WLLN (1370 AM) is a radio station broadcasting a Spanish language format. Licensed to Lillington, North Carolina, United States, it serves the Fayetteville area. The station is currently owned by Estuardo Valdemar Rodriguez.

==History==
Bob Etheridge owned WLLN when it signed on Monday, February 12, 1979 at 11:00 AM with "Music Box Dancer" by Frank Mills as the only radio station in Lillington. The station operated a two-tower directional antenna array with 2500 watts of daytime power and 500 watts pre-sunrise authority. The station manager of WLLN was Cary Stedman, who was assisted by his father-in-law, Lincoln Faulk, who had been the first station manager of WCKB in Dunn in 1946. The station played adult contemporary music until August 4, 1980, when the station changed format to country music. The new station manager was Charles Fowler, who had been a top salesman of commercial advertising at WPYB in Benson. Fowler brought with him the Good Morning Charlie Show. This was a buy-and-sell show, somewhat like a swap shop program. In the middle of this country music format, WLLN added in the summer of 1984 a Beach Music Program on the third Friday of each month. It was hosted by Selby Davis, who had done this program at WQTI in Dunn. It was entitled "At the Beach". In 1984, the station increased power to 5000 watts with a three-tower directional antenna array. On March 18, 1985, the station changed format to (top 40 music) with a heavy emphasis on music of the 50s, 60s, and 70s. On the weekends, gospel music could be heard on Sundays from sign-on to noon. Fowler left WLLN in October 1987 to purchase WCKB in Dunn, which he owns as of this writing in May 2010. There have been many air personalities at WLLN, some of which were: Dr. Anthony Harrington, Cary Stedman, Mike Dennis, Steve Norris, Abby Norris, Clay McCauley, Frankie Bellflower, Danny Phair, Gail Brown, Lottie Squires, Bill Sellers (who was also known as "Wagon Wheel Willie" on AFN Radio Korea), Kim Carpenter, Sherri James, Bill Blalock, Bob Klug, Lisa Herne, Gibson Smith, Hank Cox, Kevin Johnson, Richard Longnecker, Lana Gardner, Dot Hood, Marc Parker, Larry Rickard and Mike Coats. Butch Halpin brought Beach Music back to WLLN in August 1989 with The Carolina Sounds Beach Show. That show was on WLLN for 18 months until it moved to another radio station. Al Anders handled Sunday morning gospel, as he had done at WCKB. In 1988, WLLN did a collaborative broadcast with WBLA in Elizabethtown and WBZB in Selma. This continued until WLLN was sold in 1991.

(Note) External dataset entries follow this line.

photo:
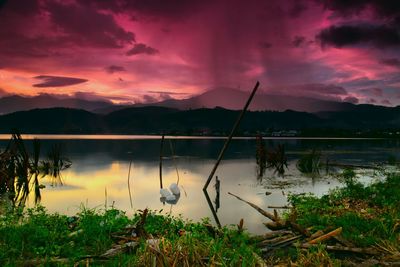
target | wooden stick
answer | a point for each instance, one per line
(235, 126)
(161, 151)
(272, 234)
(326, 236)
(260, 210)
(279, 207)
(369, 251)
(129, 186)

Etheridge admitted he never made a lot of money with the station, but he felt it provided a service to the citizens of central Harnett County and to the county seat of Lillington. In 1991, he sold WLLN to Christian Purities Fellowship, Inc., which was owned by O.T. Spence, who also was the President of Heritage Bible College in Dunn, NC. Spence later sold the station to Rodriguez, who came to the United States in 1961 and also owned a radio station in his native Peru.

In October 1999, WLLN became Radio La Grande, which was one of three Spanish-language radio stations in North Carolina in July 2000. In addition to Harnett County, the 5000-watt station covered Lee, Johnston and Sampson Counties and part of Cumberland. Music included salsa, bachata, cumbia and Tejano music. Programming also included news, information and sports. Program director Teo Rodriguez had also hosted shows on WFSS and WFAI.